I don’t want to be too negative, but honestly, what I am describing appears to me to be the norm. It is rare to meet people with truly open hearts and they have usually done many years of work on themselves to overcome the tendency to close down whenever a relationship begins to hurt.
What’s most exciting right now is that more and more people appear to be becoming conscious of this and want to open their hearts. They are becoming aware that turning away from relationships doesn’t solve any of the problems, and that they need to face up to their own responsibility in any relationship that is not working.
In my course called Open Your Heart I have been truly impressed at the courage of the participants in facing up to relationships that have been hurting them sometimes for 20 or more years and that have been surrounded in confusion, deception, and struggle. The release and relief that arise when you understand why this was happening to you and you truly open your heart, sometimes where it looked like there was no hope of reconciliation, is uplifting and inspiring, not only for yourself but for others who have the chance to witness the change.
There is a process for opening your heart, which you can follow step by step, and it actually works. It transforms relationships without you even needing to talk to the other person, although you will probably find you want to talk to them much more than you have for a while, once you have completed it.

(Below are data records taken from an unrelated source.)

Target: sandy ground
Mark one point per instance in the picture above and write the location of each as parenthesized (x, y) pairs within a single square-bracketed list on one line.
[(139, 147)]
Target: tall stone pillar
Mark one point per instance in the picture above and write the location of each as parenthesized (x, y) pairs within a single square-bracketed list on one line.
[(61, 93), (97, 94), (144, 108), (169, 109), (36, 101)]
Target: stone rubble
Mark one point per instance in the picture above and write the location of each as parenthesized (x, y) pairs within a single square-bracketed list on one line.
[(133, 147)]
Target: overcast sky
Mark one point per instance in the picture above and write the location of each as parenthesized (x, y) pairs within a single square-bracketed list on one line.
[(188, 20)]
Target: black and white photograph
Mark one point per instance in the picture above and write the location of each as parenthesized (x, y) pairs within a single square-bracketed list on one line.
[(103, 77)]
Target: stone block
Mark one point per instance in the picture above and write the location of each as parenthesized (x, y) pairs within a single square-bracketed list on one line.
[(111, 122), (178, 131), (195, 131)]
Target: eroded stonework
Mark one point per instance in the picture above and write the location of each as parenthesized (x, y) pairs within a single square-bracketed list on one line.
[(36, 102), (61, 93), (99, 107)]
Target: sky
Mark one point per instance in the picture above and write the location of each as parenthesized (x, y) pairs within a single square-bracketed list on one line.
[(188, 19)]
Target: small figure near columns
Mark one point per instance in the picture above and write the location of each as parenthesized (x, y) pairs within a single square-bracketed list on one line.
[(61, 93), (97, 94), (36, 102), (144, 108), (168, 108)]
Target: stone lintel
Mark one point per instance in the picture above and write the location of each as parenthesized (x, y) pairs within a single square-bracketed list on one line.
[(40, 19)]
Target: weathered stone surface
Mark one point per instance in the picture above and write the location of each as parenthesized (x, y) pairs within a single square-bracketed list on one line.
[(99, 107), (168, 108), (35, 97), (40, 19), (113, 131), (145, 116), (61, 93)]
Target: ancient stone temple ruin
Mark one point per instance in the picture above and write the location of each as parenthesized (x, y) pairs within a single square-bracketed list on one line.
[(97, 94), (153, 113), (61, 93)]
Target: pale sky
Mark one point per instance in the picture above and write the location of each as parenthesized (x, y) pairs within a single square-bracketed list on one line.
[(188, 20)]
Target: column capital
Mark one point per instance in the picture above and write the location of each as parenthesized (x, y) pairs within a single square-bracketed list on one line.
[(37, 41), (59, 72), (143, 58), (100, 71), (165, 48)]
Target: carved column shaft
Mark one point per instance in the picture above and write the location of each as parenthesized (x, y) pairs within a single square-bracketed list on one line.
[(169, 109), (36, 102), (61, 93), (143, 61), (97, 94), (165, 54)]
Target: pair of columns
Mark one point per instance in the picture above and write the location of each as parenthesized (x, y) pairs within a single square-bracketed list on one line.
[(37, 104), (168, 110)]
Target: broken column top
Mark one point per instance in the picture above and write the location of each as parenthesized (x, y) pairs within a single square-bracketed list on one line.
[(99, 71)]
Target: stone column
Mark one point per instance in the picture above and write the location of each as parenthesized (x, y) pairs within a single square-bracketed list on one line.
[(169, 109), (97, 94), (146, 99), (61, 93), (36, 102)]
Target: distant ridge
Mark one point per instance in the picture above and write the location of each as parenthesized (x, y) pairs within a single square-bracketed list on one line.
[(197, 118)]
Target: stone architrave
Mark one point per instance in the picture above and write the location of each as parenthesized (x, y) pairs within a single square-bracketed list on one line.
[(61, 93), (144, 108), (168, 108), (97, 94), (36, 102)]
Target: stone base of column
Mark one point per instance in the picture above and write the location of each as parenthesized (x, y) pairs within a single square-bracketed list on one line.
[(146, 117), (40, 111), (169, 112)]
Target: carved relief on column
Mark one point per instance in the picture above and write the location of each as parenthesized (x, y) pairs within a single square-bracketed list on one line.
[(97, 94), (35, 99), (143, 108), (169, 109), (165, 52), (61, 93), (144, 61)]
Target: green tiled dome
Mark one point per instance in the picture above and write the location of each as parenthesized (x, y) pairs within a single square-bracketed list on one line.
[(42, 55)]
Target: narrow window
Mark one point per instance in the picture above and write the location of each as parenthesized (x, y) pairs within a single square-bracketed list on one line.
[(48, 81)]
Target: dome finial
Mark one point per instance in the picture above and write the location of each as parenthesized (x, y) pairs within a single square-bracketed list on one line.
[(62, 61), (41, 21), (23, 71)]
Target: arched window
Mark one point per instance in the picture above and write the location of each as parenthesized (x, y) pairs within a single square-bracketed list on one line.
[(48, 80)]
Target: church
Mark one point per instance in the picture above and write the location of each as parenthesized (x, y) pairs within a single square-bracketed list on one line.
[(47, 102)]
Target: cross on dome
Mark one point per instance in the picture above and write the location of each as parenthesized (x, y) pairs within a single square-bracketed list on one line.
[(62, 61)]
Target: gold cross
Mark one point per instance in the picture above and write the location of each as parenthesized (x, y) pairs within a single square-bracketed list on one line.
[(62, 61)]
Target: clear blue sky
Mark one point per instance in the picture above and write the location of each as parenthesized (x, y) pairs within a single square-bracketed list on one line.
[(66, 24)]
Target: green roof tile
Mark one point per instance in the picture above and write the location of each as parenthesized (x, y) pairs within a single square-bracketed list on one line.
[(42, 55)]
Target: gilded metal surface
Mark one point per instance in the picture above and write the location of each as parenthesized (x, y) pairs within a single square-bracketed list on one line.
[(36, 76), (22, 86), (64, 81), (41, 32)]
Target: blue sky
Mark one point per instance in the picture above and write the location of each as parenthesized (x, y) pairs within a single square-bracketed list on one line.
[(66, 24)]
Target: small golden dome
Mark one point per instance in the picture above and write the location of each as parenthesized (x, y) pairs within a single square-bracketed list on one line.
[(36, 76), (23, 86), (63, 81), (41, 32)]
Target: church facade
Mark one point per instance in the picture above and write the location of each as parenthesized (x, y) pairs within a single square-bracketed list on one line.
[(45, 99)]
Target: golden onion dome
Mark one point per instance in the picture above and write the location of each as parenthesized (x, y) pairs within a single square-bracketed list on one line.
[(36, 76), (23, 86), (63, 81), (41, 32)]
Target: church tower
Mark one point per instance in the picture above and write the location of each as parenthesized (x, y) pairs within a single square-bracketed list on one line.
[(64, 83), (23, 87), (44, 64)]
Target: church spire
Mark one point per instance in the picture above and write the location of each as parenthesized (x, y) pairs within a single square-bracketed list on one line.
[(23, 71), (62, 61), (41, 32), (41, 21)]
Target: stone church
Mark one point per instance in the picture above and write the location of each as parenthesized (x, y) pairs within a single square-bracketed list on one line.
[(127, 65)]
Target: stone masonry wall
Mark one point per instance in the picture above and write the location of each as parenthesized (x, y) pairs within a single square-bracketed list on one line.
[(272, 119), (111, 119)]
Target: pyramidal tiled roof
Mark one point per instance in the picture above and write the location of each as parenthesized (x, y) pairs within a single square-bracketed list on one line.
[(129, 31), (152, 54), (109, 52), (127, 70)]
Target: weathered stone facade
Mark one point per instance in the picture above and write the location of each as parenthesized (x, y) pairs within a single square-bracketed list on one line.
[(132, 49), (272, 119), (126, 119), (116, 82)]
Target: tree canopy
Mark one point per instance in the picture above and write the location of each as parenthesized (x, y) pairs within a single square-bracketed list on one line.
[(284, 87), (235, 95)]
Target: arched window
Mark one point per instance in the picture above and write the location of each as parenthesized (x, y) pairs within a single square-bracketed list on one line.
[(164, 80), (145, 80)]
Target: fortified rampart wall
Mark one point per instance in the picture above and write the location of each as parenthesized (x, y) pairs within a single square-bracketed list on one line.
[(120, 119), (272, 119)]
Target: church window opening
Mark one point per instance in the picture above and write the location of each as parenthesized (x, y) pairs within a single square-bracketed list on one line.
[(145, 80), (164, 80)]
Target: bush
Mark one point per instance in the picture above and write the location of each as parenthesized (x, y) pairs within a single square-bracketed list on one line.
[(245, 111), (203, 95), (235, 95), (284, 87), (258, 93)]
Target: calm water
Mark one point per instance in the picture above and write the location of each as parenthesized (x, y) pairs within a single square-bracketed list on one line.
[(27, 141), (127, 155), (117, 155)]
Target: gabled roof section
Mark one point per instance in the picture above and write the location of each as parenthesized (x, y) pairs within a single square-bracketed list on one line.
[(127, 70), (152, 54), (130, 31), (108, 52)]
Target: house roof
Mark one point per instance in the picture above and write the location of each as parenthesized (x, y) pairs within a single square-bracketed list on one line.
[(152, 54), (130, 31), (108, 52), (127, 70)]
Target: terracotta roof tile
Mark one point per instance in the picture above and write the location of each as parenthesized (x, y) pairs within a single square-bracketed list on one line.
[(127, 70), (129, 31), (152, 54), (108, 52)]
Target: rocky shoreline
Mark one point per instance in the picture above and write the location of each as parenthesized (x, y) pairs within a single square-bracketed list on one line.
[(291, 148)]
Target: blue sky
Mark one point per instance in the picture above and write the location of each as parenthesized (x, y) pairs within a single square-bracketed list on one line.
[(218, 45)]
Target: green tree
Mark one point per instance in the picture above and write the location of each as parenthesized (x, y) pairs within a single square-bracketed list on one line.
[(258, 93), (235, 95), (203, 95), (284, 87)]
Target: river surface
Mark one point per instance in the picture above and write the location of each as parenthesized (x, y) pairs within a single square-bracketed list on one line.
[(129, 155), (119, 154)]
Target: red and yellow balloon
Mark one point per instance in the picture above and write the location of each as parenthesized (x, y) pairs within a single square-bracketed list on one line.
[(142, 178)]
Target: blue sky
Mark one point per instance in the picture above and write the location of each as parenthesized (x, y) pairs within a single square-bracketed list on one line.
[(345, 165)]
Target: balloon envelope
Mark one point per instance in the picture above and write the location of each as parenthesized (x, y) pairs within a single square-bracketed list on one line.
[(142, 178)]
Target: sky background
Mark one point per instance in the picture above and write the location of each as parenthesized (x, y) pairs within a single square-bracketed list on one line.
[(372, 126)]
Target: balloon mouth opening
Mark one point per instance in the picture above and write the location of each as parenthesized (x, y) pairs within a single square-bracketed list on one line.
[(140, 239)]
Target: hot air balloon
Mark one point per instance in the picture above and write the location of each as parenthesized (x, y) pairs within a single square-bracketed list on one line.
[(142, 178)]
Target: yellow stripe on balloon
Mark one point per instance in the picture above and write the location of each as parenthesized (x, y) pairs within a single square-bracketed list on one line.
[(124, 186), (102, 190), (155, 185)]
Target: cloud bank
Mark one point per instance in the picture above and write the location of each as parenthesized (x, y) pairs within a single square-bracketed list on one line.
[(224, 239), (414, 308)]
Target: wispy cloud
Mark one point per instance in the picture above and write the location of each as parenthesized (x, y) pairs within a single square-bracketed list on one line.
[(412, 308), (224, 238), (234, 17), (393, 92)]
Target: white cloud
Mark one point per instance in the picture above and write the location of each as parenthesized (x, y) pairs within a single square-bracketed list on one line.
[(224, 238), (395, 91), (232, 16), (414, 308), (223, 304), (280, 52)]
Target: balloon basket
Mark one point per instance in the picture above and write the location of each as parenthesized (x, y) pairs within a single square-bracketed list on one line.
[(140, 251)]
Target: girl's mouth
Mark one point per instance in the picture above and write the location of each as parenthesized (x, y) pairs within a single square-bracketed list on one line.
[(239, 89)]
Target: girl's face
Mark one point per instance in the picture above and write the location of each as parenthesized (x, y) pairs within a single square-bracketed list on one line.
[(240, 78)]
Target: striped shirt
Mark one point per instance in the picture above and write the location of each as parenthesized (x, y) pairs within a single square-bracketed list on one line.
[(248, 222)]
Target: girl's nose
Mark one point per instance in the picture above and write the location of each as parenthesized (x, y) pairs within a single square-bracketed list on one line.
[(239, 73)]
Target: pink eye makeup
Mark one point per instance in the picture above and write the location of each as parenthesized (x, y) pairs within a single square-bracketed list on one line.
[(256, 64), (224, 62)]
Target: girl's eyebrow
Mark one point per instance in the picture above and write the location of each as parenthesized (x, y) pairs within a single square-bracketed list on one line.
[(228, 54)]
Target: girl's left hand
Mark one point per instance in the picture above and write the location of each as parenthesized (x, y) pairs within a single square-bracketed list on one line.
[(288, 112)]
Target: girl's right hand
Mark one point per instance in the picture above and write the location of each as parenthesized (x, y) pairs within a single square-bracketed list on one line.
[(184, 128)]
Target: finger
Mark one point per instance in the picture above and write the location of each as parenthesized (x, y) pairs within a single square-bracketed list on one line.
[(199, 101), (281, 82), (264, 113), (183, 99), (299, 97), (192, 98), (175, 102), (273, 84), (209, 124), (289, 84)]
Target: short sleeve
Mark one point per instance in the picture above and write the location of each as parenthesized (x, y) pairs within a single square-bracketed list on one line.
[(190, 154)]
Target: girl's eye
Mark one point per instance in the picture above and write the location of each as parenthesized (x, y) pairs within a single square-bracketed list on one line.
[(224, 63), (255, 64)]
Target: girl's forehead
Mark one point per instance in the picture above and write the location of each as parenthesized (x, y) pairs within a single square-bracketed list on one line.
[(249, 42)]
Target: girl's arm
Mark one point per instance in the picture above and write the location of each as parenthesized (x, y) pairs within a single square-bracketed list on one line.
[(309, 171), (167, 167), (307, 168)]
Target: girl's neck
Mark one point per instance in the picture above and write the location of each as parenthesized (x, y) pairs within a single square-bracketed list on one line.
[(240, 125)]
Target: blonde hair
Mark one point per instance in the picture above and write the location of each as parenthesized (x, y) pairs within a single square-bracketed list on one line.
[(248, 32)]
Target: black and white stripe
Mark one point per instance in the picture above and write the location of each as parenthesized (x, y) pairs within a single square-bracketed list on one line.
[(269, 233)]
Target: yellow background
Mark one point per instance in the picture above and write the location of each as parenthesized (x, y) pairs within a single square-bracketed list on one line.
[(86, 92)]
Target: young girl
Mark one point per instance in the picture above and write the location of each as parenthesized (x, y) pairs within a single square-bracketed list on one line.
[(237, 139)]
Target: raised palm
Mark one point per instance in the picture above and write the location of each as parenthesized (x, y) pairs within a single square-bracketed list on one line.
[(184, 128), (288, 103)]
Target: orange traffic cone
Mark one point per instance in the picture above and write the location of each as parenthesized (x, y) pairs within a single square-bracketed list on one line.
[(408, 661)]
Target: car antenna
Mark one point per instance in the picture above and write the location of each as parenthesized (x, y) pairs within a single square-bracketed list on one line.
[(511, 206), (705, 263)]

You can follow the process over and over again, with all the relationships in your life that are troubling you, and you will start to experience a level of peace that you may never have known before. And the more peace you experience within yourself the more you will find that people are behaving peacefully towards you – even people who may have been very angry or aggressive before.
This is not something you can do in theory and I don’t want to fill your head up with ideas about what you should be doing because it’s most likely to make things even worse. The process is best learned through practice with someone to guide you, just like skiing or painting or dancing. Once you master it yourself you will be able to pass it on to others, especially children – perhaps we could prevent some of this suffering in the next generation.
The rewards of being open-hearted flow into every area of your life. As your contentment and ease grow your health will naturally improve. You will no longer be pumping negative chemicals through your body with thoughts of bitterness, anger, resentment, despair or disappointment.
The emotional balance that arises will help you work more effectively and efficiently (less wasted time and fewer mistakes) and if you have your own business you can expect increased income and success as a result. And when your heart is open you feel connected to life so it is much easier to find a path (whether through career or something else) that provides you with a source of deep inspiration and satisfaction throughout your life.
These are rich rewards for a process that is intrinsically simple. Anyone can do it, as long as you are willing to be honest with yourself. At times you may want to run away and not face your own part in the situation, but if you stick to it the discomfort will dissolve remarkably quickly and then transform. You will feel lighter and you will see people differently. You won’t want to blame others for your pain anymore and this will give you great freedom as you take back your power and take full responsibility for your own life.